BVL: Die Chancen des Brexit nutzen

Großbritannien verlässt jetzt endgültig die Europäische Union. Damit wird sich für beide Seiten einiges ändern. Auch die Logistik muss sich auf die neue Situation einstellen kann sie aber auch als Chance nutzen.

„Die Wirtschaftswege werden sich künftig verändern“, Robert Blackburn, Vorstandsvorsitzender der BVL. (Foto: BVL)
„Die Wirtschaftswege werden sich künftig verändern“, Robert Blackburn, Vorstandsvorsitzender der BVL. (Foto: BVL)
Christine Harttmann

Doch nach dem Austritt zum 31. Januar 2020 folgen erstmal Verhandlungen über ein Handelsabkommen. Bis Ende des Jahres sollen die abgeschlossen sein, mit welchem Ergebnis ist allerdings noch fraglich.

Doch was auch immer kommen wird, Robert Blackburn, Vorstandsvorsitzender der Bundesvereinigung Logistik (BVL), ist sich sicher, dass seine Branche gut vorbereitet ist. „Wir haben die vergangenen Jahre genutzt, um uns bestmöglich darauf vorzubereiten“, so Blackburn in einem Interview, das der BVL am 30. Januar veröffentlicht hat. „Probleme bleiben dennoch, vor allem weiß bis zum heutigen Tage niemand, wie die Briten den Brexit im Detail und in der Praxis ausgestalten werden.“ Er betont aber auch, dass die meisten Unternehmen von der höchsten Eskalationsstufe ausgegangen sind: einem No-Deal-Brexit. Entsprechend hätten sie bereits ihre Güterströme überall dort, wo es möglich war, verlagert oder ihre Läger für eine Übergangszeit entsprechend bevorratet.

Auch der französische und der britische Zoll waren bereits aktiv und testeten im vergangenen Jahr, wie sich der Lkw-Verkehr auf beiden Seiten des Eurotunnels im Falle einer Zollabfertigung verhalten würde.
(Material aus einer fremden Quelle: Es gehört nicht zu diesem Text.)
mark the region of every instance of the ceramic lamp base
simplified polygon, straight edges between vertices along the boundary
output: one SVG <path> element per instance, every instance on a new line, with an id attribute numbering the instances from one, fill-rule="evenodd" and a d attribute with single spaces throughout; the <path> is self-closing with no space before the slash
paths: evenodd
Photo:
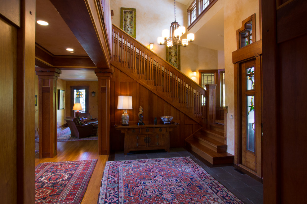
<path id="1" fill-rule="evenodd" d="M 124 110 L 122 115 L 122 125 L 129 125 L 129 115 L 127 113 L 127 109 Z"/>

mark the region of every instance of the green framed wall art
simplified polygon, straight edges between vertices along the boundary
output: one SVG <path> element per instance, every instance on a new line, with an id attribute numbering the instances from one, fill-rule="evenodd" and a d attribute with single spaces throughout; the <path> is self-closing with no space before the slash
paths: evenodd
<path id="1" fill-rule="evenodd" d="M 174 45 L 169 47 L 166 46 L 166 61 L 172 65 L 180 70 L 180 46 Z"/>
<path id="2" fill-rule="evenodd" d="M 136 22 L 136 9 L 120 8 L 120 28 L 135 38 Z"/>

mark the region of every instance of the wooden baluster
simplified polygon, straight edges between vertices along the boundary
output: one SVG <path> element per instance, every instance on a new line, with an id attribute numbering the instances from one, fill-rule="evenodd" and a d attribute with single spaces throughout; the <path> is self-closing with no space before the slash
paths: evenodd
<path id="1" fill-rule="evenodd" d="M 123 54 L 124 52 L 123 50 L 124 49 L 123 42 L 124 42 L 124 40 L 125 40 L 124 39 L 124 37 L 122 36 L 122 40 L 121 42 L 122 43 L 122 47 L 121 47 L 121 49 L 120 49 L 120 55 L 119 55 L 120 56 L 120 62 L 121 62 L 121 64 L 122 65 L 122 66 L 124 66 L 124 62 L 123 62 L 123 61 L 124 61 L 124 59 L 122 57 L 123 55 Z"/>
<path id="2" fill-rule="evenodd" d="M 113 29 L 113 32 L 112 32 L 112 46 L 111 47 L 111 60 L 112 61 L 114 61 L 114 58 L 113 57 L 113 52 L 114 50 L 114 45 L 113 44 L 114 43 L 114 29 Z"/>
<path id="3" fill-rule="evenodd" d="M 116 61 L 119 62 L 119 33 L 118 33 L 116 39 Z"/>
<path id="4" fill-rule="evenodd" d="M 154 59 L 152 58 L 151 58 L 151 63 L 152 65 L 151 69 L 152 69 L 152 74 L 151 74 L 152 80 L 154 80 Z"/>
<path id="5" fill-rule="evenodd" d="M 178 86 L 179 86 L 179 80 L 178 79 L 178 74 L 176 76 L 177 79 L 176 81 L 176 101 L 179 102 L 179 96 L 178 95 Z"/>
<path id="6" fill-rule="evenodd" d="M 160 86 L 162 86 L 162 65 L 160 64 Z"/>
<path id="7" fill-rule="evenodd" d="M 133 61 L 133 73 L 136 73 L 136 46 L 133 43 L 133 54 L 134 55 L 134 59 Z"/>
<path id="8" fill-rule="evenodd" d="M 126 67 L 128 67 L 128 38 L 126 39 L 126 46 L 125 47 L 125 49 L 126 49 L 126 65 L 125 66 Z"/>
<path id="9" fill-rule="evenodd" d="M 149 78 L 150 77 L 150 73 L 149 71 L 149 64 L 150 64 L 150 58 L 149 56 L 147 56 L 147 80 L 148 81 L 149 80 Z"/>
<path id="10" fill-rule="evenodd" d="M 144 62 L 143 62 L 143 79 L 146 79 L 145 78 L 145 52 L 143 53 L 143 54 L 144 55 L 144 58 L 143 59 L 143 60 Z"/>
<path id="11" fill-rule="evenodd" d="M 166 79 L 167 79 L 167 73 L 166 72 L 167 71 L 166 68 L 164 67 L 164 88 L 163 89 L 163 91 L 164 91 L 164 96 L 166 96 L 167 92 L 167 89 L 166 87 L 166 86 L 167 86 Z"/>
<path id="12" fill-rule="evenodd" d="M 175 76 L 175 74 L 174 73 L 173 73 L 173 76 L 172 77 L 173 79 L 173 88 L 172 89 L 173 90 L 172 93 L 172 97 L 173 97 L 173 101 L 175 102 L 176 101 L 175 100 L 175 97 L 176 97 L 176 95 L 175 94 L 175 91 L 176 87 L 175 87 L 175 84 L 176 83 L 175 83 L 175 80 L 176 80 L 176 76 Z"/>

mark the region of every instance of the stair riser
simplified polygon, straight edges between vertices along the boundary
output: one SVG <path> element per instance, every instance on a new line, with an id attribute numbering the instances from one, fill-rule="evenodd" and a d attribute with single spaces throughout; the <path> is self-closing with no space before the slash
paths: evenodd
<path id="1" fill-rule="evenodd" d="M 212 144 L 210 142 L 206 141 L 205 140 L 203 140 L 201 139 L 196 137 L 194 137 L 194 141 L 195 142 L 198 142 L 199 144 L 208 147 L 210 149 L 218 153 L 226 152 L 227 149 L 227 147 L 221 147 L 219 146 L 217 146 L 214 144 Z"/>
<path id="2" fill-rule="evenodd" d="M 221 129 L 217 127 L 215 127 L 214 126 L 210 126 L 210 129 L 213 130 L 216 130 L 216 131 L 218 131 L 220 133 L 222 133 L 223 134 L 224 133 L 224 128 Z"/>
<path id="3" fill-rule="evenodd" d="M 203 132 L 203 134 L 206 135 L 208 138 L 211 139 L 215 139 L 217 141 L 225 143 L 225 141 L 226 140 L 225 137 L 222 137 L 220 135 L 216 135 L 215 134 L 212 134 L 208 133 Z"/>
<path id="4" fill-rule="evenodd" d="M 191 150 L 195 152 L 212 164 L 230 164 L 234 163 L 234 156 L 220 158 L 213 158 L 206 152 L 202 151 L 190 144 L 187 143 L 187 147 Z"/>

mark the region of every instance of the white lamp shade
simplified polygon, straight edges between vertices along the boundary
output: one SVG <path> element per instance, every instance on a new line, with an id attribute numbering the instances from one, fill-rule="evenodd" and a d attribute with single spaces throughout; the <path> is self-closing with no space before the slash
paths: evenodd
<path id="1" fill-rule="evenodd" d="M 187 45 L 189 45 L 189 43 L 188 42 L 187 39 L 183 39 L 181 40 L 181 42 L 182 44 L 182 45 L 185 46 Z"/>
<path id="2" fill-rule="evenodd" d="M 185 33 L 185 27 L 184 26 L 180 26 L 178 29 L 180 30 L 181 35 Z"/>
<path id="3" fill-rule="evenodd" d="M 164 29 L 162 31 L 162 37 L 163 38 L 168 38 L 170 37 L 170 31 L 167 29 Z"/>
<path id="4" fill-rule="evenodd" d="M 81 104 L 77 103 L 73 104 L 73 110 L 83 110 L 83 108 L 82 108 L 82 106 L 81 105 Z"/>
<path id="5" fill-rule="evenodd" d="M 194 34 L 189 33 L 188 34 L 188 40 L 189 41 L 193 41 L 194 40 Z"/>
<path id="6" fill-rule="evenodd" d="M 173 41 L 172 40 L 169 40 L 167 41 L 167 47 L 171 47 L 174 44 L 173 44 Z"/>
<path id="7" fill-rule="evenodd" d="M 158 44 L 162 44 L 164 42 L 164 39 L 162 37 L 158 37 Z"/>
<path id="8" fill-rule="evenodd" d="M 132 109 L 132 96 L 119 96 L 118 109 Z"/>
<path id="9" fill-rule="evenodd" d="M 175 36 L 175 37 L 180 37 L 181 36 L 181 31 L 180 30 L 180 28 L 178 28 L 175 30 L 174 32 L 174 35 Z"/>
<path id="10" fill-rule="evenodd" d="M 154 43 L 149 44 L 149 49 L 154 49 Z"/>

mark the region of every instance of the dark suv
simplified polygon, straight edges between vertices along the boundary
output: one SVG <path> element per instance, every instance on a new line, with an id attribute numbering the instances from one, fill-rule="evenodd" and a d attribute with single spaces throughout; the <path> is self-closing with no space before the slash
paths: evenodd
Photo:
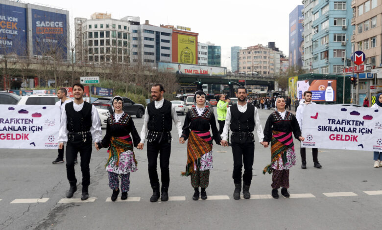
<path id="1" fill-rule="evenodd" d="M 135 115 L 139 118 L 143 116 L 144 113 L 144 107 L 143 105 L 136 103 L 127 97 L 123 96 L 121 97 L 123 99 L 123 108 L 122 109 L 123 112 L 130 115 Z M 111 96 L 99 97 L 96 100 L 93 104 L 96 108 L 107 110 L 110 112 L 110 114 L 112 114 L 112 99 L 113 97 Z"/>

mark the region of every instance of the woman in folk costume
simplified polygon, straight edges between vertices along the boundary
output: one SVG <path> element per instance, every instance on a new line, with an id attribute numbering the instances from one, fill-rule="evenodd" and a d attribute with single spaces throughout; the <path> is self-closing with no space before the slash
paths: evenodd
<path id="1" fill-rule="evenodd" d="M 187 164 L 182 176 L 191 176 L 191 185 L 195 192 L 192 199 L 207 198 L 206 188 L 208 186 L 210 169 L 212 168 L 212 140 L 220 144 L 221 138 L 216 126 L 214 113 L 205 105 L 206 94 L 203 91 L 195 93 L 196 105 L 193 105 L 187 112 L 183 125 L 183 132 L 179 142 L 183 143 L 188 138 Z M 210 133 L 212 130 L 213 136 Z M 191 131 L 190 131 L 191 130 Z"/>
<path id="2" fill-rule="evenodd" d="M 295 138 L 304 141 L 296 117 L 285 108 L 285 99 L 276 99 L 276 110 L 266 120 L 264 128 L 264 142 L 270 143 L 272 162 L 263 171 L 272 175 L 272 196 L 279 198 L 278 189 L 282 187 L 281 194 L 289 197 L 289 169 L 296 164 L 296 154 L 292 133 Z M 267 146 L 264 146 L 266 147 Z"/>
<path id="3" fill-rule="evenodd" d="M 105 166 L 109 173 L 109 186 L 113 189 L 111 200 L 115 201 L 119 193 L 119 175 L 121 177 L 121 200 L 127 199 L 130 172 L 138 170 L 133 149 L 137 147 L 141 138 L 131 116 L 122 110 L 123 99 L 116 96 L 112 101 L 114 113 L 108 118 L 106 134 L 102 141 L 97 143 L 96 148 L 99 150 L 109 148 L 109 158 Z"/>

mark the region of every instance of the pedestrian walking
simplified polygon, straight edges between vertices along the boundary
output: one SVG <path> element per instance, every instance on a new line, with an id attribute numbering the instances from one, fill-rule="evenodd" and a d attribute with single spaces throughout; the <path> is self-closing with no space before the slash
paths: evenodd
<path id="1" fill-rule="evenodd" d="M 71 98 L 67 97 L 67 94 L 68 92 L 65 88 L 60 88 L 57 92 L 57 97 L 60 100 L 56 102 L 56 105 L 60 108 L 61 115 L 62 115 L 62 112 L 64 111 L 64 109 L 65 108 L 65 105 L 69 102 L 73 101 Z M 61 119 L 61 115 L 60 116 Z M 65 152 L 65 147 L 63 146 L 62 149 L 58 149 L 58 155 L 57 155 L 56 160 L 52 162 L 53 164 L 58 164 L 60 163 L 64 163 L 64 153 Z M 75 164 L 76 164 L 74 162 Z"/>
<path id="2" fill-rule="evenodd" d="M 101 120 L 94 105 L 84 101 L 84 86 L 73 85 L 74 101 L 65 105 L 61 115 L 58 142 L 59 149 L 66 143 L 66 172 L 70 188 L 66 197 L 73 197 L 77 190 L 77 179 L 74 172 L 74 159 L 79 152 L 82 172 L 82 200 L 89 198 L 90 171 L 89 167 L 92 156 L 92 140 L 96 143 L 102 139 Z"/>
<path id="3" fill-rule="evenodd" d="M 382 93 L 378 93 L 376 99 L 375 104 L 373 105 L 371 108 L 378 109 L 379 112 L 381 113 L 382 111 Z M 379 161 L 379 162 L 378 161 Z M 382 167 L 382 152 L 374 151 L 374 167 L 379 168 L 380 167 Z"/>
<path id="4" fill-rule="evenodd" d="M 231 135 L 231 147 L 234 158 L 234 170 L 232 178 L 235 184 L 234 199 L 240 199 L 241 190 L 241 168 L 244 164 L 243 180 L 243 195 L 245 199 L 249 199 L 251 194 L 249 188 L 252 179 L 252 165 L 255 152 L 255 137 L 253 131 L 256 128 L 259 141 L 264 144 L 260 119 L 257 108 L 246 103 L 247 90 L 241 86 L 238 88 L 237 104 L 227 110 L 227 117 L 223 133 L 221 135 L 221 145 L 228 146 L 228 129 L 233 132 Z"/>
<path id="5" fill-rule="evenodd" d="M 279 198 L 278 189 L 282 187 L 281 194 L 289 197 L 289 170 L 296 164 L 293 136 L 304 141 L 298 122 L 291 113 L 286 109 L 285 99 L 278 97 L 275 101 L 277 110 L 272 113 L 266 120 L 264 127 L 264 147 L 271 145 L 271 163 L 263 171 L 263 174 L 268 172 L 272 175 L 272 196 Z"/>
<path id="6" fill-rule="evenodd" d="M 147 140 L 148 176 L 153 194 L 151 202 L 156 202 L 160 196 L 162 201 L 168 200 L 168 186 L 170 173 L 168 169 L 171 154 L 171 130 L 172 121 L 175 123 L 178 138 L 182 135 L 182 124 L 176 115 L 175 107 L 163 98 L 163 86 L 157 84 L 151 87 L 151 97 L 153 101 L 147 105 L 144 112 L 144 121 L 141 132 L 141 142 L 138 148 L 143 149 L 144 141 Z M 147 135 L 147 137 L 146 137 Z M 157 172 L 158 155 L 161 166 L 162 187 L 159 191 L 159 179 Z"/>
<path id="7" fill-rule="evenodd" d="M 316 103 L 311 101 L 312 92 L 310 91 L 305 91 L 304 92 L 304 97 L 305 99 L 300 101 L 300 104 L 297 108 L 297 111 L 296 113 L 296 118 L 298 121 L 298 124 L 300 126 L 300 129 L 302 132 L 302 127 L 303 125 L 304 111 L 308 105 L 310 104 L 314 104 Z M 311 149 L 312 155 L 313 156 L 313 166 L 315 168 L 321 168 L 322 166 L 318 162 L 318 149 L 316 148 Z M 300 150 L 300 153 L 301 155 L 301 168 L 306 169 L 307 168 L 306 161 L 306 148 L 301 147 Z"/>
<path id="8" fill-rule="evenodd" d="M 106 134 L 101 142 L 96 143 L 96 148 L 98 151 L 102 148 L 108 148 L 109 158 L 105 166 L 109 176 L 109 187 L 113 190 L 111 200 L 115 201 L 120 191 L 119 176 L 121 178 L 120 199 L 127 199 L 130 173 L 138 169 L 133 149 L 138 145 L 141 138 L 131 116 L 122 110 L 122 97 L 115 96 L 112 103 L 114 113 L 108 117 Z"/>
<path id="9" fill-rule="evenodd" d="M 187 163 L 182 176 L 191 176 L 191 185 L 194 188 L 192 200 L 207 198 L 206 188 L 208 187 L 210 169 L 212 166 L 212 140 L 220 144 L 221 138 L 217 130 L 215 116 L 208 106 L 205 105 L 206 94 L 203 91 L 195 93 L 196 105 L 193 105 L 187 112 L 179 142 L 187 142 Z M 212 130 L 211 136 L 210 129 Z"/>

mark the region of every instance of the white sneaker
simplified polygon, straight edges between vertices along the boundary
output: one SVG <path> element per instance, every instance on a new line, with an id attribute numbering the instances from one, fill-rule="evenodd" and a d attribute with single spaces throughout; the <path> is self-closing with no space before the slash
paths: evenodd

Dabei habe sich gezeigt, so Blackburn: „Wenn Frachttransporte, die im Vorfeld angemeldet werden, mit einem entsprechenden Barcode versehen die Grenze passieren, können sie schnell geprüft werden und der Lkw-Verkehr bleibt im Fluss.“

Doch auch wenn die Zollbehörden noch so effizient arbeiten, wird die Grenze zwischen der EU und dem Vereinigten Königreich wird eine Bruchstelle im ansonsten freien Warenverkehr darstellen und für beide Seiten Nachteile bringen.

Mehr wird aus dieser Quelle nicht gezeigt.